Everybody’s seen a Hans Holbein. His portraits of Henry VIII and the Tudor court are some of the most famous works of the Renaissance. But his 1533 masterpiece The Ambassadors is not just a painting. It’s a nest of puzzles and codes that hints at a conspiracy to change the course of history…
At first glance, The Ambassadors reflects the glory of the Tudor age, showing two noblemen with an array of musical and scientific instruments, all painted with beautiful photographic precision.
But look closer and you’ll realise that there’s a lot more going on here than just a show of wealth and knowledge.

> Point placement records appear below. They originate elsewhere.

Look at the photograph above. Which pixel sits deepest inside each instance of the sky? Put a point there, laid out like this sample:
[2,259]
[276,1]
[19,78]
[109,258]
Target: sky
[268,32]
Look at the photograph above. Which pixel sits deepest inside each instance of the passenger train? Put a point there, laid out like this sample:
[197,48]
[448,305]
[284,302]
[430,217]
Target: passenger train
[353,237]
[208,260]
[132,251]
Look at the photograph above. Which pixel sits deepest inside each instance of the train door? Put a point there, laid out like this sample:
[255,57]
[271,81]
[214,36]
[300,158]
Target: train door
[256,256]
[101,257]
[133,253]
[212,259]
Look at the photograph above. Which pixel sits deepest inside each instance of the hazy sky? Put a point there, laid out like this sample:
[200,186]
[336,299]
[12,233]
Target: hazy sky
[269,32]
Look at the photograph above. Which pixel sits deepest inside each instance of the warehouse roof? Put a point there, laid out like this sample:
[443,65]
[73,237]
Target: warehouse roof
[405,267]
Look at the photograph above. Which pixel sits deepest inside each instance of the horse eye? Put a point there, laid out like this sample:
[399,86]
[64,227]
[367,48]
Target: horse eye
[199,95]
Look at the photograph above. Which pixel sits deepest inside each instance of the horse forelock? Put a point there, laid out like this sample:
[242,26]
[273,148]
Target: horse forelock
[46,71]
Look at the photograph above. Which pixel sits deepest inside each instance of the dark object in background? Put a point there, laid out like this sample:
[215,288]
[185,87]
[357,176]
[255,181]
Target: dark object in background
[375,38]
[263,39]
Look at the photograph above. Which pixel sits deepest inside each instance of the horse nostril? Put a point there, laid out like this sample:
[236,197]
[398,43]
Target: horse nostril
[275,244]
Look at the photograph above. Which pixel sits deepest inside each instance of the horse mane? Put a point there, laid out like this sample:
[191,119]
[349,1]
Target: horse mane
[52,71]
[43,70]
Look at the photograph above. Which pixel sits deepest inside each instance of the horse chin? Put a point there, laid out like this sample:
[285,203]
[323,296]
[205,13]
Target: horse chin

- The most obvious oddity is the distorted shape in the foreground. You have to look at the painting from low down on the left side or high up on the right to see the shape as an accurate rendering of a human skull (turn your computer/phone to the side and you’ll see what I mean). It’s called anamorphic perspective, an invention of the Early Renaissance, which has since been used by artists to disguise all kinds of furtive images in their work. The skull has been interpreted as a memento mori, a reminder of death.
- In the top left corner you can see Jesus on the cross, half concealed by the green curtain.
- The lute on the bottom shelf has a broken string, a symbol of discord and disharmony.
- One of the flutes is missing from the case, reinforcing the discord symbolism.
- The mathematical textbook begins with the word “divide”.
- The hymnal next to it is in Martin Luther’s translation.
The Anne Boleyn conspiracy
At the beginning of the 1530s, Catherine of Aragon had been unable to give Henry VIII a son and heir, and Henry had become determined to marry his latest mistress Anne Boleyn. At the same time, the Protestant Reformation was in full throttle across Europe, sparked by Martin Luther’s criticisms of the Catholic Church and his calls for reform.
And while Henry VIII was a devout Catholic who despised Luther and considered him a heretic, the King was surrounded by a close-knit cabal of secret Protestant supporters who wanted to end the Pope’s dominion over England.